CAIR shares the Quran

Safaa Abdoun
4 Min Read

CAIRO: The Council on American-Islamic Relations (CAIR) in the United States launched a campaign to distribute free copies of the Quran to 100,000 local, state, and national leaders under the name “Share the Quran.

“The long-term goal of the campaign is to put one million [copies of the Quran] in the hands of ordinary Americans of all faiths over the next 10 years, said CAIR National Executive Director Nihad Awad in a press statement.

The campaign plans to distribute the Quran to governors, state attorney generals, educators, law enforcement officials, state and national legislators, local elected and public officials, media professionals, and other local or national leaders who determine policy or shape public opinion.

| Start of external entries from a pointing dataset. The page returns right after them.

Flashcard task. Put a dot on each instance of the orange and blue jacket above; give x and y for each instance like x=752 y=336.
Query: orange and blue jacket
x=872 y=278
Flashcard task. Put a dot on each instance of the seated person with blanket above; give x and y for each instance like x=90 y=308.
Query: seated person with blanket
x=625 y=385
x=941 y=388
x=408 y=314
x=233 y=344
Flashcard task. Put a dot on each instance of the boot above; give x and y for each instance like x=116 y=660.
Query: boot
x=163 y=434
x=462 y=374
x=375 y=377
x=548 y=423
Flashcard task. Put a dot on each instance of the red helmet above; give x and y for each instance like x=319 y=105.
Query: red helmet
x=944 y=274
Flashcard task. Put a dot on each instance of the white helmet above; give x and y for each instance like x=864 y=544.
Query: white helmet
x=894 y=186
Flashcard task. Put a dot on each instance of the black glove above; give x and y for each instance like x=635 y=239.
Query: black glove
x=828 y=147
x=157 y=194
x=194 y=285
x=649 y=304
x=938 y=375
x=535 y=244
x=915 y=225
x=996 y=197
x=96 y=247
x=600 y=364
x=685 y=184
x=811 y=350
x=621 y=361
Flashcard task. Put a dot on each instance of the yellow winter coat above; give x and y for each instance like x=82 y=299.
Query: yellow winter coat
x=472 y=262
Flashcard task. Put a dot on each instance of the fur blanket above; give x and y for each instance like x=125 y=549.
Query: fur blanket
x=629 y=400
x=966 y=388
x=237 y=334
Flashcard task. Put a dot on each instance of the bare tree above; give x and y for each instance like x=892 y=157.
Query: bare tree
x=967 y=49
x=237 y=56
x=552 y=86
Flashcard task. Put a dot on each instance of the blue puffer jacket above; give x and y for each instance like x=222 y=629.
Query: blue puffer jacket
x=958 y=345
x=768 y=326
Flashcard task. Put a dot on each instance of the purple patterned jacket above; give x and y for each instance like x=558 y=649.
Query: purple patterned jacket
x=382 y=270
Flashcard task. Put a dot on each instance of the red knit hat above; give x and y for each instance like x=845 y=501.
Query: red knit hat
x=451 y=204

Awad said “Share the Quran materials will be made available to Islamic centers and mosques nationwide for distribution at events such as open houses or public Ramadan iftars.

The campaign was inspired by US President Barack Obama’s address to the Muslim world from Cairo last month, in which he called on a new beginning in relations between both worlds.

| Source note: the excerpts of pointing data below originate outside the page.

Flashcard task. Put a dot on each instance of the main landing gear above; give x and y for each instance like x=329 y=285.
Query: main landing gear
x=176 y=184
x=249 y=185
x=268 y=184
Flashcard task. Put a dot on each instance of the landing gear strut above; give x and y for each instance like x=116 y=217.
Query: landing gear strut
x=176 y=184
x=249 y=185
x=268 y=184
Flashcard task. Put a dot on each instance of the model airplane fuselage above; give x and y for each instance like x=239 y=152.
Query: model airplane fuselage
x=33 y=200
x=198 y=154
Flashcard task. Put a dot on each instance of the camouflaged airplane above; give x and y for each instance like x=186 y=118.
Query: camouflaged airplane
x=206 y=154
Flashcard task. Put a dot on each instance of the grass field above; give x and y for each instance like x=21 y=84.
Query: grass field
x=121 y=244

“By quoting from the Quran in his Cairo address, President Obama generated renewed interest in what Islam’s revealed text has to say on topics such as the sanctity of human life, justice and diversity, said Awad.

“This is not an effort to proselytize, but is instead intended to provide an educational resource for those who will shape the future direction of our nation, he added.

Awad said the copies of the Quran delivered to American leaders will include a bookmark guide to the verses cited by the president and to references related to topics such as women’s rights, social justice, respect for other faiths, and similar issues related to international events.

Dalia Ziada, North Africa director of the American Islamic Congress (AIC) hailed the campaign and its objectives. “This will play a major role in giving a positive image of Islam, it will really help in changing the stereotypes against Muslims because it is getting out of control, she said, referring to a recent case in the US where a Muslim student at Georgia State University was discriminated against for wearing the hijab, or Islamic headscarf.

The campaign, which was only launched a few days ago, is already receiving attention from local and international media. The Washington Post wrote, “On the premise that nothing makes a better gift than a good book, a Muslim civil liberties group is launching a campaign [.]

On the other hand, there has also been strong opposition of the campaign.

Daniel Pipes, American academic, author, writer, and political commentator who focuses on the Middle East and Islam, criticized the campaign saying that it is a missionary campaign and described CAIR as “the Hamas-founded Council on American-Islamic Relations.

“Today, CAIR took what is probably its most major step ever in the direction of da’wa (call for Islam) with the announcement of a ‘Share the Quran’ campaign, he wrote on his blog.

“Awad sought to portray this step as not da’wa. But testimony by converts to Islam reiterates that putting the Quran into the hands of non-Muslims is the best bet for winning them to the faith, Pipes wrote.

Ziada strongly refutes this notion, “Informing people of a different faith, about my religion, doesn’t mean I want them to convert, I only want them to have an accurate understanding of it [.] this is defending Islam and not preaching it.